Ducey is an abortion opponent who has signed every piece of anti-abortion legislation that has reached his desk since he took office in 2015. He said late last year that he hoped the Supreme Court overturns the Roe decision.
Florida lawmakers passed a similar 15-week abortion ban early this month that Republican Gov. Ron DeSantis is expected to sign.
Ducey’s signing letter was sent to Democratic Secretary of State Katie Hobbs, an abortion rights supporter who is seeking her party’s nomination in November’s election to replace Ducey, who is term-limited.
“Today marks a giant step backward in the fight for equality for women across Arizona and across the country,” Hobbs said in a statement. “With Governor Ducey’s signature, our elected leaders have chosen to side with the extremists in their party and turn their backs on the overwhelming majority of Arizonans who support the constitutional right to choose.”
NARAL Pro-Choice America, an abortion rights group, said politicians pushing abortion bans are banking on the Supreme Court upholding the Mississippi law and overturning Roe.
“If that happens, it will open the floodgates to a barrage of dangerous legislation that gives politicians more power and control over our lives,” Caroline Mello Roberson, the group’s regional director, said in a statement.
Other states are considering similar bans or passing versions of a ban enacted in Texas last year that bans abortions after about six weeks of pregnancy that the Supreme Court has refused to block.
Meanwhile, Arizona joins a dozen other states with limits on sports participation for trans girls and becomes the third state to try and limit health care options for transgender teens. Oklahoma’s governor signed a sports ban on Wednesday.
Until two years ago, no state had passed a law regulating gender-designated youth sports. But the issue has become front and center in Republican-led statehouses since Idaho lawmakers passed the nation’s first sports participation law in 2020. That law is now blocked in court, along with another in West Virginia.

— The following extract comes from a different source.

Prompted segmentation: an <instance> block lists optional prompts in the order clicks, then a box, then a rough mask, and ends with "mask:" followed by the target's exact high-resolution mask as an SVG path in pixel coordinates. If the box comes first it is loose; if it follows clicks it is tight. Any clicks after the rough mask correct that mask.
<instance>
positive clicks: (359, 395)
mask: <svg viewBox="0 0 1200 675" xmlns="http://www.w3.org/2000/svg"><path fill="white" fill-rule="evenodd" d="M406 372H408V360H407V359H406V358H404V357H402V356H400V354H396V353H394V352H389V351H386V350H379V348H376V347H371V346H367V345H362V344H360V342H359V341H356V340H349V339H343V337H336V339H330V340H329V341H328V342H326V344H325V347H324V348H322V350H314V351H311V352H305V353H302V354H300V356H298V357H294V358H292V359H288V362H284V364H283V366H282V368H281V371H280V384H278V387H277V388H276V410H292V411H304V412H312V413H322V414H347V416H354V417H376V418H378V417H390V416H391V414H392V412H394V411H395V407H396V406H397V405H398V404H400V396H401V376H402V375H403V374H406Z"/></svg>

Republicans have said blocking transgender athletes from girls sports teams would protect the integrity of women’s sports, claiming that trans athletes would have an advantage. Ducey echoed that sentiment in his signing statement, saying the bill ensures girls and woman can compete “on a level playing field.”
Many point to the transgender collegiate swimmer Lia Thomas, who won an individual title at the NCAA Women’s Division I Swimming and Diving Championship last week.
But there are few trans athletes in Arizona schools. Since 2017, about 16 trans athletes have asked for waivers to play on teams that align with their gender identities out of about 170,000 high school athletes in the state and not all were granted, according to the Arizona Interscholastic Association.
Skyler Morrison, a 13-year-old transgender girl who lives in Phoenix, testified against the legislation and called for Ducey to veto it, tweeted that she was “truly disgusted and terrified for all of my trans family here.”
Critics said the legislation dehumanizes trans youth to address an issue that hasn’t been a problem. They said decisions about health care should be left to trans children, their parents and their health care providers.
The American Civil Liberties Union and the National Center for Lesbian Rights vowed to sue to block the law banning gender-affirming surgery for those under age 18.
“We’re talking about legislating bullying against children who are already struggling just to get by,” Democratic Rep. Kelli Butler said during the House debate on the sports bill last week.